Um grupo de pesquisadores, liderado pelo biólogo brasileiro Fábio Papes, conseguiu identificar uma proteína que, em contato com um órgão específico do sistema olfativo de camundongos, gera o comportamento de medo nesses animais. A proteína está presente em predadores, mas, de acordo com o estudo, as respostas defensivas ocorrem mesmo em camundongos que jamais tiveram experiências anteriores de risco. Segundo Papes, as conclusões são importantes porque podem ajudar a compreender melhor o funcionamento do cérebro humano.

“Sabíamos que há várias modificações comportamentais e hormonais nos camundongos na presença apenas de odores dos predadores”, explica o biólogo brasileiro, professor do Departamento de Genética, Evolução e Bioagentes do Instituto de Biologia (IB) da Universidade Estadual de Campinas (Unicamp). “Como essas mudanças ocorriam mesmo em animais que não tinham experiência prévia com predadores, significava que o cérebro desses animais já é preparado geneticamente para essas respostas”.

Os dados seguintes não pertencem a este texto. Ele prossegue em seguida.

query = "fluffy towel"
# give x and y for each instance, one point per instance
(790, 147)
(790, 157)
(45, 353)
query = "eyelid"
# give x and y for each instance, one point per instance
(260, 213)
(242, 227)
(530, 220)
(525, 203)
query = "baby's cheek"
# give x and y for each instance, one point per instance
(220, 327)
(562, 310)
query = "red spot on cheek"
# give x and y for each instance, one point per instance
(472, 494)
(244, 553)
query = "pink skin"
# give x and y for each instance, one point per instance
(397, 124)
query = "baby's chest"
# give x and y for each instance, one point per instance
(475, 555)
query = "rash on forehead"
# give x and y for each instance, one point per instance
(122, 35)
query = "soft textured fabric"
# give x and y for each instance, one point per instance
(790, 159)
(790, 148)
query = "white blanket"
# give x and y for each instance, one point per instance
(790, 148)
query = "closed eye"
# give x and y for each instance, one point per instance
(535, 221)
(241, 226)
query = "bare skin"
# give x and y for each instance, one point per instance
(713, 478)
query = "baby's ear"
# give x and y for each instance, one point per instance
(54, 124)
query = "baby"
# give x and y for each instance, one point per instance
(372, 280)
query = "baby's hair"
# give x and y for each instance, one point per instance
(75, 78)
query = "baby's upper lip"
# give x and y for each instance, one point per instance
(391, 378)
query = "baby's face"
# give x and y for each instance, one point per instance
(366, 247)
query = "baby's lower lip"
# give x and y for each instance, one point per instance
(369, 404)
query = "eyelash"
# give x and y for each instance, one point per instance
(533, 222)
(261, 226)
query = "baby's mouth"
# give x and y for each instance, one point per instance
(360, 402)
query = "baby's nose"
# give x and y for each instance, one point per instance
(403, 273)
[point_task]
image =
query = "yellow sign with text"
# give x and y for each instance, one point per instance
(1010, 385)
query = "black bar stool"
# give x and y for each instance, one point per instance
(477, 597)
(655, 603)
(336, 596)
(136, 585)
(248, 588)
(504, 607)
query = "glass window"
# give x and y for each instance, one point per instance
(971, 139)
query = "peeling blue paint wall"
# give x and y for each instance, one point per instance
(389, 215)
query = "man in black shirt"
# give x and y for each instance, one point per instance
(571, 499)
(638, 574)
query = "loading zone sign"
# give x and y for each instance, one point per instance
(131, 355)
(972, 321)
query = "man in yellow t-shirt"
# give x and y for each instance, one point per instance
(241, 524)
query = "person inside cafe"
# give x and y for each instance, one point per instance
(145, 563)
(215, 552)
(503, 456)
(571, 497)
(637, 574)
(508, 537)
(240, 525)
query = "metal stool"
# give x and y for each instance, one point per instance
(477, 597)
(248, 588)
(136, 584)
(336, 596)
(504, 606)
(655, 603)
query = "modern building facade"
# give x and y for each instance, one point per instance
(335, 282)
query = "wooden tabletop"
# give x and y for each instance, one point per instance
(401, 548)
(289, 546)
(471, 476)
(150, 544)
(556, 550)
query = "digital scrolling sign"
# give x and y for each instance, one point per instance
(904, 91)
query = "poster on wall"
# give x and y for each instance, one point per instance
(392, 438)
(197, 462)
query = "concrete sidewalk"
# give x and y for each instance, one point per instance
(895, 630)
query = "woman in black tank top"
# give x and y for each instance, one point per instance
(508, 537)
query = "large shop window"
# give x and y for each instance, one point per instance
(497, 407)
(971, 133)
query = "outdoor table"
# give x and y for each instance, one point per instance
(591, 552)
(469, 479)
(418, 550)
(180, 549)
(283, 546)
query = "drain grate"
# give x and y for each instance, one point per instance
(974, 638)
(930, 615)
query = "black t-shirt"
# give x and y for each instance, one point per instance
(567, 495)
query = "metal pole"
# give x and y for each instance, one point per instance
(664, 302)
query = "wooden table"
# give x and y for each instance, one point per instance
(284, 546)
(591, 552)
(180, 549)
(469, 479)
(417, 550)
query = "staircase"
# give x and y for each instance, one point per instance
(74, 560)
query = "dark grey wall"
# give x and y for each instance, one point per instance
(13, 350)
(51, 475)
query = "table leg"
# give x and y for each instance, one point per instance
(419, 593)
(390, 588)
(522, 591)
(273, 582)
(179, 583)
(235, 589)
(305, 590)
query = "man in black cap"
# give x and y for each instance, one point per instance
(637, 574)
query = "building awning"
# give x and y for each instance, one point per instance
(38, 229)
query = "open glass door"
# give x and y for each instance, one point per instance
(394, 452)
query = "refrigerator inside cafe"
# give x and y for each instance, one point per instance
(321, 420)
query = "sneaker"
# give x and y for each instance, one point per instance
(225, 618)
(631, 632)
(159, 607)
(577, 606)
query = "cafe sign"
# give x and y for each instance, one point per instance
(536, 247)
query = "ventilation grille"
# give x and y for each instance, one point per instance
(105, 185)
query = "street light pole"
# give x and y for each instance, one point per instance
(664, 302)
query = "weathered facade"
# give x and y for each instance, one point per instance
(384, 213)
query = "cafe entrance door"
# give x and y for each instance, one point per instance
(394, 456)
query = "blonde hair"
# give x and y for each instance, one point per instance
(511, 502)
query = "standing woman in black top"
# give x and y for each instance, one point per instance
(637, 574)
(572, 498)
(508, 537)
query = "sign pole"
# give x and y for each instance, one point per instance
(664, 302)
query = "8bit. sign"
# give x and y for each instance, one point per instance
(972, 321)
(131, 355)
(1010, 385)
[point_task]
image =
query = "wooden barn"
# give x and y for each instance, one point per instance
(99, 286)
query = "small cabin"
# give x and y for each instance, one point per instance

Essas reflexões foram o ponto de partida para os cientistas iniciarem o estudo do ponto de vista molecular. Com base em um modelo criado na Universidade de Harvard, nos Estados Unidos, os pesquisadores criaram camundongos manipulados geneticamente. “A modificação atingia um único gene, responsável pelo funcionamento do órgão vomeronasal, uma estrutura sensorial presente na cavidade nasal”, conta o biólogo. Ele explica que a função do órgão vomeronasal ainda é pouco conhecida. Mesmo sem o funcionamento dele, os camundongos conseguem sentir todo o tipo de cheiro normalmente. “O próprio ser humano tem esse órgão, mas ainda não sabemos exatamente para o que serve”, afirma Papes.

E apesar de continuar a sentir odores, os camundongos sem o órgão vomeronasal deixaram de apresentar sinais de defesa ao entrar em contato com o cheiro de predadores. Mais que isso: diante de predadores naturais, como ratazanas ou gatos, os camundongos não esboçavam qualquer reação, e chegavam a dormir em cima dos animais maiores. “Havia sensação visual, tátil e de temperatura dos predadores. Só por estarem sem o órgão vomeronasal, os camundongos perderam totalmente a resposta de medo”.

Proteína

O passo seguinte da pesquisa foi identificar o elemento secretado por predadores que, em contato com o órgão volmeronasal provocaria as respostas defensivas. “Separamos cada molécula da ratazana e descobrimos que esse componente não era uma molécula simples, mas uma proteína, tipo de molécula grande e bastante complexa”, conta o brasileiro.

Papes conta ainda que a proteína, que pertence à família das Proteínas Majoritárias da Urina (MUP, na sigla em inglês), também foi encontrada na saliva de gatos. Na verdade, sabe-se que genes de MUP estão presentes em todas as espécies animais vertebradas, exceto no homem, segundo o biólogo. “Agora, o que essas proteínas fazem em todas as espécies, ainda não sabemos. Podem estar induzindo a outros comportamentos, mas isso é só especulação”.

Importância

O pesquisador explica que as conclusões da pesquisa podem ser importante em diversas aplicações. “Com esses resultados fica mais fácil para entender como o cérebro, inclusive o humano, faz a transformação de estímulo em atividade elétrica”, diz. Ele explica que pesquisas nesse sentido com seres humanos não inviáveis, pois não há pessoas cujos cérebros estejam livres de memórias, experiências ou aprendizados anteriores. “Se pudéssemos fazer os mesmos experimentos com humanos, por exemplo, o resultado seria influenciado por outras variáveis, além da genética”, afirma.

Mas ele lembra que há estudos que mostram relação direta entre olfato e comportamentos humanos. “Pessoas com anosmia [incapacidade de sentir odores] são mais suscetíveis a distúrbios psicológicos, como depressão”, diz Papes.

“Outra aplicação bastante prática do resultado dessa pesquisa seria a utilização dessa proteína isolada da urina de ratazanas para criar um repelente contra camundongo, ratos e hamsters”.